Sunday, March 3, 2013


If we were playing that silly "what if you were stranded on a deserted island, what is the one food item you would take with you" game - my answer without hesitation would be  yogurt.  

Plain, un-adulterated - nothing added - yogurt. 

If I were a poet I would compose volumes of love sonnets declaring my eternal love and devotion to yogurt.   I would weave my words together with golden thread - describing it's creamy, silky, smooth and nutritious goodness

Yogurt is a staple in Persian homes - and in our home growing up the container of yogurt was always present at the table.  As it still is - a constant companion to pretty much any meal - rice, stews, soups, salads...

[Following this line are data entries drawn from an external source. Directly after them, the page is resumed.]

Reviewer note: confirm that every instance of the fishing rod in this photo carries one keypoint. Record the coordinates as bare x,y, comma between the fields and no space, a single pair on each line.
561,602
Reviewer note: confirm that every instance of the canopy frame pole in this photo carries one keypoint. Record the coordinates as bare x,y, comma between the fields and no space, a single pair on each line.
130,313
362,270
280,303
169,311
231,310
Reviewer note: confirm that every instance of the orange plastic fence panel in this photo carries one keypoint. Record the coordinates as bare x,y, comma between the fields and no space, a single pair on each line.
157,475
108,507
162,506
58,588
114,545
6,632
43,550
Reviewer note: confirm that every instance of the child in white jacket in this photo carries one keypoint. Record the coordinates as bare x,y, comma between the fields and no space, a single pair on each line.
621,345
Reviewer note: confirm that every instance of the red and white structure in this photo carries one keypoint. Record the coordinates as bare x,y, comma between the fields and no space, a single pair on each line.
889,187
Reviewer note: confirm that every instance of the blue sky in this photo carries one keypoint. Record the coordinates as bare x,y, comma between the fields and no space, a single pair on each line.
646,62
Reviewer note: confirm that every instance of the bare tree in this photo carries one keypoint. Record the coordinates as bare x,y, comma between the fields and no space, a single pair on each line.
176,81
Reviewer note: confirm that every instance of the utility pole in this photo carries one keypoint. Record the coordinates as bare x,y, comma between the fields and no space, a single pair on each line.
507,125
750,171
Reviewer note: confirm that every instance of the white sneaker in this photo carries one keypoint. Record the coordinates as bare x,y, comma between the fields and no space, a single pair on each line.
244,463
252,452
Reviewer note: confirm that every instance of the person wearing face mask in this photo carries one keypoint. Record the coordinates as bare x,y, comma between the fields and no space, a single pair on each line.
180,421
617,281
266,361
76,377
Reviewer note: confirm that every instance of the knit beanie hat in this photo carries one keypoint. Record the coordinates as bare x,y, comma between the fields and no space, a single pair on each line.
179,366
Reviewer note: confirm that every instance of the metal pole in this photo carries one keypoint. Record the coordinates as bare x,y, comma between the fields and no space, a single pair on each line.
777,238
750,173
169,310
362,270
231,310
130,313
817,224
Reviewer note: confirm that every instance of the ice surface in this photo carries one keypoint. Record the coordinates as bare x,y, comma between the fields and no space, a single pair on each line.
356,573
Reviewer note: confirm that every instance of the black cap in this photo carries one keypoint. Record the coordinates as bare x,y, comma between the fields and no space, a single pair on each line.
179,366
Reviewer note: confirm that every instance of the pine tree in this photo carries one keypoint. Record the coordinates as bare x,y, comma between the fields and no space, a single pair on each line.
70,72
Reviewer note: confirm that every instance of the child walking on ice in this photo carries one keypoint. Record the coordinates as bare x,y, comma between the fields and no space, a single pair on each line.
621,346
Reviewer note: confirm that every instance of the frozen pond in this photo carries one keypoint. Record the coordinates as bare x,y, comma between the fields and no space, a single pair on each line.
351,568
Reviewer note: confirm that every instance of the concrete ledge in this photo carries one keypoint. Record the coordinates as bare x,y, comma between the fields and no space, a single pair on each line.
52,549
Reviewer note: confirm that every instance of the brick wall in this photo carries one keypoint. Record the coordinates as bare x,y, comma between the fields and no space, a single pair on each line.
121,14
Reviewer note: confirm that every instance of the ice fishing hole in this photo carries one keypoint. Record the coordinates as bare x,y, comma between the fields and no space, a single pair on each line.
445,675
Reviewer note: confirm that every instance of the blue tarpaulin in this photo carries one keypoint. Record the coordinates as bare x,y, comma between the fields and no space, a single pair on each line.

As a child, if I showed little interest in a particular dish, some yogurt would be added to side of my plate.  And miraculously, by adding a little yogurt to each bite the food was somehow transformed and made more enjoyable.  And since I had no taste for milk,  yogurt provided most of my calcium.  Cereal was not part of our breakfast routine, but for a time there was the Corn Flakes craze.  My five year old self could not think of anything less appetizing.  Cold milk poured over dry flakes - which then turned to mush - first thing in the morning.  But it had to be good; after all, that's what everyone ate in America.  Was there something I was missing?  My solution: skip the milk and cover every single rooster-crowing flake with yogurt.  Still not great, but at least palatable. 

I suppose it was only inevitable that I would start making my own yogurt.  I am just surprised it took me so long to do soStrained (what's referred to as Greek yogurt) or not - a lot of yogurt is consumed in our house on a daily basis.  The girls have also inherited my love for yogurt.  It's one of those foods referred to only in Farsi - mast (sounds like cost). A typical after school snack: mast and honey.  And if it's not the container of plain yogurt making itself right at home at the dinner table, then it's mast o khiar.

Mast o khiar literally means yogurt and cucumber.  Typically it is considered a dip or a side dish.  In our house it is consumed by the bowlful.  Drew routinely commits the cardinal sin of smothering his rice and stew dishes with it (but since over the years he has so lovingly and enthusiastically embraced so many of our idiosyncrasies, he gets a pass for this), Soleil and Luna like it on the side of their dish.  A little bit of rice, a little bit of stew and a little bit of mast o khiar - creating the perfect bite. Or it can be found right next to the hummus, and other similar dips, perfect for crudites, a cracker, warm bread or my favorite (and weakness) - a chip.  You will never find any left over either.  Just like it used to be in my childhood home - my brother Ramin and I keeping a close eye on the mast o khiar bowl, waiting to pounce, to see who would be the lucky person to get to eat the last remaining spoonfuls right out of the serving bowl.  And when no one was looking lick clean the inside of the bowl.  Nothing more comforting. 

Mast o khiar comes in many different variations.  But its simplest preparation - and what you will find on most nights at our table: good quality organic plain yogurt, cucumber, and a pinch of salt.  From there, I build on this canvas depending on what's in my fridge, spice cupboard, or just delivered in my farm box (like fresh dill or fresh mint!).  You can chop up your cucumber, or grate it.  If you grate your cucumber don't get rid of the excess cucumber juice.  All the flavor is in that juice.  I am rather reluctant to give actual measurements of ingredients here.  This really is one of those dishes you can make to suit your taste.  Work with what you have.  Even if you don't have a cucumber - the real hero here is the mast.

Yogurt - my late night confidant, my consigliere, always there to share in my triumphs and heartbreaks, in the mundane and the extraordinary, over three continents, consistent and unconditional.